Scratch on the bottom

Jay Magruder

Curious about Wooden Canoes
At the end of a wonderful week of canoeing the water trails on Klamath Lake Oregon, I pulled my 16' Faber onto a dock. A screw head on the dock gouged a scratch into the bottom of the canoe about 3" long by 1/4" wide. Half the length of the scratch is down to the primer coat but the second half is down to the canvas. Close inspection reveals that the canvas is not torn. My question is how to best repair this. The canoe is currently on its rack and will not touch water until it is fixed. Hopefully there is a relatively quick fix as the canoeing season in the Pacific Northwest is prime right now. One aquaintance suggested using 3M Marine Adhesive Sealant 5200 to fill the void up to the primer level, smooth it out with a putty knife, let it cure and paint. This seems not quite right to me, but my experience with this type of repair is minimal at best, so I am laying this one down for the greater collective knowledge to help me out with this problem.
Since no one else is jumping in here goes for what it's worth. I recently had a discussion with one of the other builders on this same topic. I have used Bondo scratch filler with success. He recommended the 3M product you refer to and has used it on many occasions with excellent results. So I guess that's two votes for the 3M product. He indicated that it is superior to the Bondo product because it is designed for below water line use and has no tendency to shrink. His advice made a lot of sense to me and I will be purchasing some of the product for my next minor repair job. Both products have very fine filler in them and will do well at filling a scratch type injury. Apparently the 3M product has to be purchased in a fairly large quantity. The Bondo comes in a small tube about a third the size of a tooth paste tube.
Ready to go

Just for general knowledge the 3M product worked great. Nice tight adhesion on the edges of the deep scratch, no cracking or seperation. It did shrink a small amount leaving the area slightly depressed. Three coats of paint with careful sanding has reduced this to barely visible. Total time of repair, four days. I'm back on the water!

Zute, the duct tape was a temptation and if I was on a trip thats probably what I would do ( I carry some in my field repair kit), but I worried about getting moisture into the canvas or at least between the canvas and paint layers, so I let it air dry and then went to work.

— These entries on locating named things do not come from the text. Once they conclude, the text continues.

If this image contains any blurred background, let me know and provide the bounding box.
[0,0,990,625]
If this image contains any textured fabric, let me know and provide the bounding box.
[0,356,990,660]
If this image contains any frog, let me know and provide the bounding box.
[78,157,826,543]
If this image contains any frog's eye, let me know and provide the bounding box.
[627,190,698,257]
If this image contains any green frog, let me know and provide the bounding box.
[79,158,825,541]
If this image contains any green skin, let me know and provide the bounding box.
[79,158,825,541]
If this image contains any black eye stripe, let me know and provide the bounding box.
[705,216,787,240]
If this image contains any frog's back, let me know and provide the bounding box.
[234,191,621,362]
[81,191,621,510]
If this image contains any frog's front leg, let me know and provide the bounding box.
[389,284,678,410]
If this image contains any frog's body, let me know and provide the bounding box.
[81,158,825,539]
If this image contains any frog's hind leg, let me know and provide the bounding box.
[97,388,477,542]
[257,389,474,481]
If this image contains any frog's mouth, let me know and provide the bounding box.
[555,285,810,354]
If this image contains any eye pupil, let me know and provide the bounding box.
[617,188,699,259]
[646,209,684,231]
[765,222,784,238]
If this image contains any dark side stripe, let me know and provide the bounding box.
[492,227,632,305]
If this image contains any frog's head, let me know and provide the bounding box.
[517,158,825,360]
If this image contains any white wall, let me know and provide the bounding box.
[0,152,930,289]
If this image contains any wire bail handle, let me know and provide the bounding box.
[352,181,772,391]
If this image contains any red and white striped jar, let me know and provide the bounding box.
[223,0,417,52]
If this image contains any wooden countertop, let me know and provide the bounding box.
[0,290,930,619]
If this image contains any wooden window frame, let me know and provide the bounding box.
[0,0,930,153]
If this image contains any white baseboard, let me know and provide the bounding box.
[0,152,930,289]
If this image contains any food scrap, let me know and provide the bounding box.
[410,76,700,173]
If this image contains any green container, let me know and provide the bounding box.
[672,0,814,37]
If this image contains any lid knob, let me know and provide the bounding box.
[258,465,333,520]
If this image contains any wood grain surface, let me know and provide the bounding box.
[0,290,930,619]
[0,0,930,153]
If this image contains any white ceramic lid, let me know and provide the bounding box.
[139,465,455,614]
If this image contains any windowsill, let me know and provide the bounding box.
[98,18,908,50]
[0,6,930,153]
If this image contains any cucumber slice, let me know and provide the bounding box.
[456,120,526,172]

Thanks for the great advice.
Joinary around outer stem

I'm restoring a canoe with outer stem and have to cut and replace rot on the inwales and decks. I will be making outwales, also. I have never really seen or looked closely at a canoe with outer stems.
Detailed pics would be great but my questions are:Do the inwales terminate at the deck tip/inside stem?
Do the outwales feather into the outer stem or to where they would be with no outer stem/inside the outer stem? (is outer a word?)
Thanks for any response.
Wrong thread

Howard I think you have the wrong thread. I was writing about repairing a scratch. Hope you get an answer to your query.